第15話 本編 3 - 5

 ご飯を食べよう、と海住を誘って食堂へやって来た。丸一日も心の準備時間を挟んでいる辺りが非常に人間関係に疎い奴っぽくていいよネ、とは覆面をした奇妙ないでたちの青年の談だった。嘘だけど。

 施設の食堂は、雑多な人であふれていた。高校に擬態している割には色んな制服を着ている人達がいて色彩豊かだった。といっても、食堂の真ん中あたりで楽しそうに声を上げている男衆に目を向けてみれば、学ランかブレザーかと大した違いもないのだけれど。

 顕著なのは女性の方だった。テレビで見たことがある有名な制服もあれば、普通に可愛くて目を惹かれる制服もある。男子の方は誰を見ても似たり寄ったりの服装をしているのに、なぜ女学生の制服は輪をかけて種類が多いのだろう。いいなぁ、羨ましいなぁ、選べればいいなぁと寝惚けた心が考えている。

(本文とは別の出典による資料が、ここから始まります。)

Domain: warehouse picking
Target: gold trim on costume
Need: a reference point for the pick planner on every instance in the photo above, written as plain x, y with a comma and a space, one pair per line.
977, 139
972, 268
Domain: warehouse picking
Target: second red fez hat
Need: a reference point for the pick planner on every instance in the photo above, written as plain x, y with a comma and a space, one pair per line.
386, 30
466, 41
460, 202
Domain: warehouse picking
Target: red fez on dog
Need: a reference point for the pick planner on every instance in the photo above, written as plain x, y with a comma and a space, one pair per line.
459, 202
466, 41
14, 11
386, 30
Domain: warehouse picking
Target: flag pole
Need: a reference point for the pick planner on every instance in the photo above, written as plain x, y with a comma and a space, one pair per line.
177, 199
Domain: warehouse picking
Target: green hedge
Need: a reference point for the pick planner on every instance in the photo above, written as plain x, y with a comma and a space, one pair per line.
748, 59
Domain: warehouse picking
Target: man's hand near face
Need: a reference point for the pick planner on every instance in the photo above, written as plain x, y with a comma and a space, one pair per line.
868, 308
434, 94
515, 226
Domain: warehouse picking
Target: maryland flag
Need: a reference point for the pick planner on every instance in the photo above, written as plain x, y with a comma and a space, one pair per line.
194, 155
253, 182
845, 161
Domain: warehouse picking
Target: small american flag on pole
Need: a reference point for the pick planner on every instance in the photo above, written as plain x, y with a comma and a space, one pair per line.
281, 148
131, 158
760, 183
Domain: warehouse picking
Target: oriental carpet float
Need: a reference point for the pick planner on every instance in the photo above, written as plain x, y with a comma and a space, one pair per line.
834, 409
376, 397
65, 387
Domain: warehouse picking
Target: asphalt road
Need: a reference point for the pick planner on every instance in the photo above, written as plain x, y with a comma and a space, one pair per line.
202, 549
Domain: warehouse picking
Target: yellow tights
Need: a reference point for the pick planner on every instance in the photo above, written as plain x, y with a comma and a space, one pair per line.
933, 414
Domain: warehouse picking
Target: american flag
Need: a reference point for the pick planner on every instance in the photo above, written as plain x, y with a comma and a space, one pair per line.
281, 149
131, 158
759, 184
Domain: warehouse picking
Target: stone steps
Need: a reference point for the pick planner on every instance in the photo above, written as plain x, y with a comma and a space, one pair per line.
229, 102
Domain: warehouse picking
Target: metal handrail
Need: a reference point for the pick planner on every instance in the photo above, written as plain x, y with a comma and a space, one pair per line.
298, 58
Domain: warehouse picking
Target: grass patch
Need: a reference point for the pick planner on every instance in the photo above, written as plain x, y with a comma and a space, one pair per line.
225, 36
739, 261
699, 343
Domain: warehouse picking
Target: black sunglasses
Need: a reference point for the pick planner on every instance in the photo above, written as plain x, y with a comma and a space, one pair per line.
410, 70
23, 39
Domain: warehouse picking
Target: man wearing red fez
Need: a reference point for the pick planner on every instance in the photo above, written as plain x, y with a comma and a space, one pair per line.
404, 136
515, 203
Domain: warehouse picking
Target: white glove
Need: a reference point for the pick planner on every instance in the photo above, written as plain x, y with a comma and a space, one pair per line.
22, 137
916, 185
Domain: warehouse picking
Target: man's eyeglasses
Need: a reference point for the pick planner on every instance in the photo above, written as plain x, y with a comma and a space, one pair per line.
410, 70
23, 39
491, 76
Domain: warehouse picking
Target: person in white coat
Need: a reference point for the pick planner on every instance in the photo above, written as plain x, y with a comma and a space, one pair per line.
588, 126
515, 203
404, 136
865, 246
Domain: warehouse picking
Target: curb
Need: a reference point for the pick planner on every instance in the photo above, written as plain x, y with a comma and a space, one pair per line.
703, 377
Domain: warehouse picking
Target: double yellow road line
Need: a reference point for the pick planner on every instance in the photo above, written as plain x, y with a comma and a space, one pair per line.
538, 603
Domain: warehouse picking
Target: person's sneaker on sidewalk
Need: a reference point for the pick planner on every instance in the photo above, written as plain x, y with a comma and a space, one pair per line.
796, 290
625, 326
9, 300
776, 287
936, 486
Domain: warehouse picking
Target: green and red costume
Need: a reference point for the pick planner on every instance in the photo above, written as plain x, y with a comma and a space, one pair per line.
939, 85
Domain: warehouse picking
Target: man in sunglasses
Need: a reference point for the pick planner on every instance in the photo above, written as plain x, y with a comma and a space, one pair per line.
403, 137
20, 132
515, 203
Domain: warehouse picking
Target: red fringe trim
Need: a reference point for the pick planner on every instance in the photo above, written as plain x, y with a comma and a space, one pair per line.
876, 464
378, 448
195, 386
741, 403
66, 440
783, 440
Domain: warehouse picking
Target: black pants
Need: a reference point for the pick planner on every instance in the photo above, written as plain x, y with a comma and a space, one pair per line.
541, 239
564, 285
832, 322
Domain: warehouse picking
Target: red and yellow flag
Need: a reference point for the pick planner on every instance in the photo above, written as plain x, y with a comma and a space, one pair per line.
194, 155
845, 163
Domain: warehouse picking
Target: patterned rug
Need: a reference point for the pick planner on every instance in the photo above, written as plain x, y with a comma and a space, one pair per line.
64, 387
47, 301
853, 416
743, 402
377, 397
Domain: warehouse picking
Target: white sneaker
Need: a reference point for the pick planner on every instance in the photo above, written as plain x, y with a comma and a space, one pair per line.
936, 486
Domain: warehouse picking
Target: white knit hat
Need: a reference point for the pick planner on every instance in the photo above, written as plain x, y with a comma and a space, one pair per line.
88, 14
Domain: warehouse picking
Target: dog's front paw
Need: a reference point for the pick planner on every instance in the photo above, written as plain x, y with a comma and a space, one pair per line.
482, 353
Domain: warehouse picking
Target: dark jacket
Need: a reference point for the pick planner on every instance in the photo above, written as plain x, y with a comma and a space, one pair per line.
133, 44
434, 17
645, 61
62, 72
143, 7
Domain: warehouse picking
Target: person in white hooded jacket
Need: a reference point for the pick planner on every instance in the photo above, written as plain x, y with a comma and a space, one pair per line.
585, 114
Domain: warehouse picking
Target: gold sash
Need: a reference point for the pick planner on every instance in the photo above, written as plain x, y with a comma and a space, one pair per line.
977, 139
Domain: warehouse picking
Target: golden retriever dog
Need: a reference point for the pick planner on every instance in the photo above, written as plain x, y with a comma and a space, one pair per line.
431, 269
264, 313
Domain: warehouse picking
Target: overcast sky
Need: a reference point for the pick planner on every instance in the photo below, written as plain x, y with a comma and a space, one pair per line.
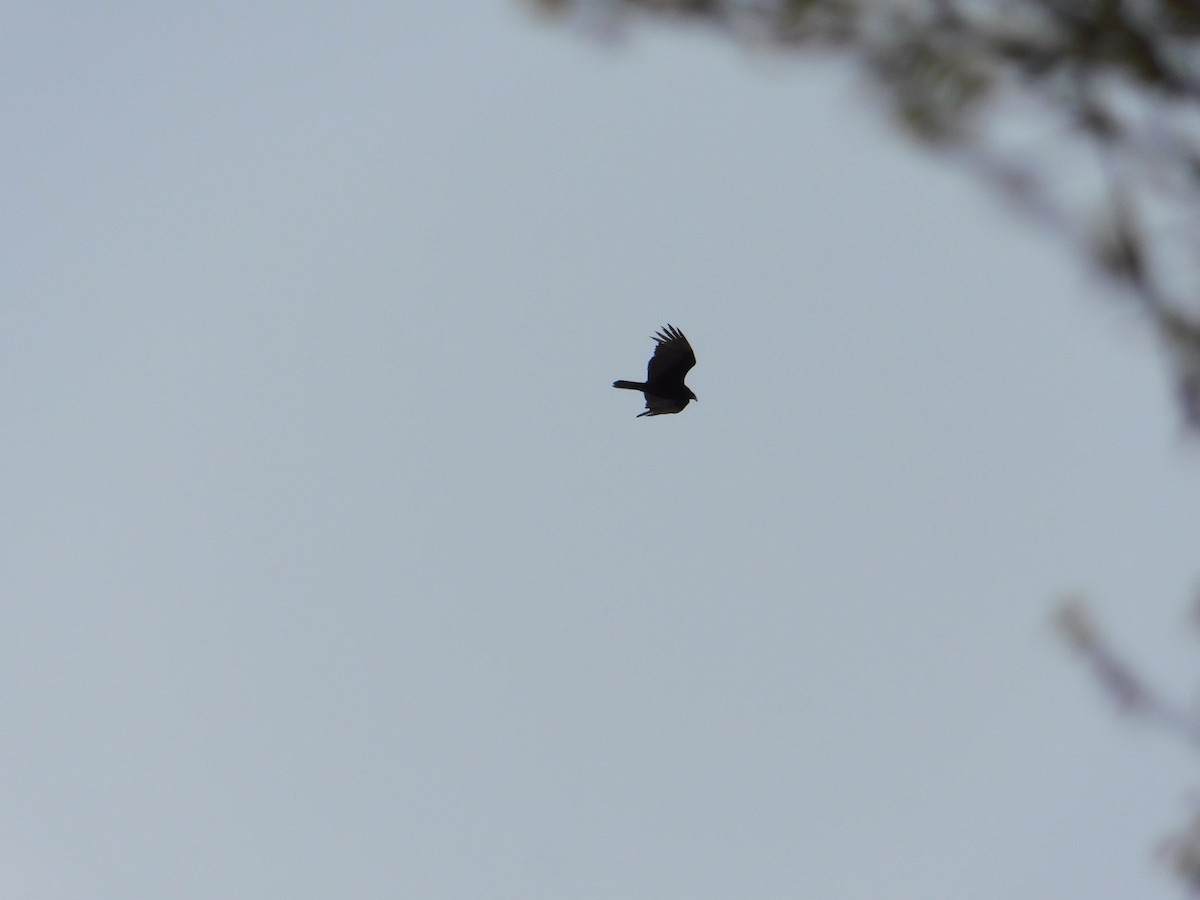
333, 567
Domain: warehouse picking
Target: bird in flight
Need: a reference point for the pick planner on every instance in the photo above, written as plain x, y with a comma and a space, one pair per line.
664, 388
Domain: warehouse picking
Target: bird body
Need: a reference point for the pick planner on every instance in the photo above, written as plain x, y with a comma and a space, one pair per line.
664, 388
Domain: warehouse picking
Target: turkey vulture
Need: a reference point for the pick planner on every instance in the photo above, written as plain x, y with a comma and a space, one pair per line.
664, 388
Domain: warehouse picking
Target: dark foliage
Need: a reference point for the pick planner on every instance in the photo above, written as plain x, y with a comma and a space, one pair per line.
1085, 114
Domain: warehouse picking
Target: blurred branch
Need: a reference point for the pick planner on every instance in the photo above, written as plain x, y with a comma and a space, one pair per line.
1131, 695
1084, 113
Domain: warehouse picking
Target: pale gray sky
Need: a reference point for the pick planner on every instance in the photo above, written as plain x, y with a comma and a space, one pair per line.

 実際に制服を選べるようになったら、最も洗濯が楽なものを選ぶだろう。

 だって、ほら。

 一人で生きていくのに、煩わしいことは減らしたいからね。

 食券と交換して湯気の立つ料理が乗ったトレイを受け取った後、座る場所を探して食堂内に視線を巡らせる。僕に続いて食堂のお兄さんからトレイを受け取った海住も、背伸びをしながら食堂を見渡していた。

「何処に座ろう」

「人、多いですからね」

「うん。……君は、いつもここで食べているのかい?」

「そうでもないです。オセロ先生が弁当を持ってきてくれたりもするので」

「へぇ。仲がいいんだな」

「うーん、あれは、なんというか」

 彼女が首を傾げて言葉を探している間、その身体に視線を走らせていた。

 あ、変な意味じゃないよ。

 何というか、海住だけはセーラー服を着ていても違和感が少ないのだ。他の女性陣は、というか男性陣のほとんどもそうだが、着ている学生服がコスプレ衣裳の類に思えて仕方がなかった。年齢的な問題があるのか、と自分が鏡に映った姿を想像してみる。身分詐称も頑張れないわけじゃないだろうけれど、本当の高校生を隣に並べたらバレてしまうだろうな。魂の輝きが太陽と豆電球くらい違っているし、妙なやつれかたをしているし。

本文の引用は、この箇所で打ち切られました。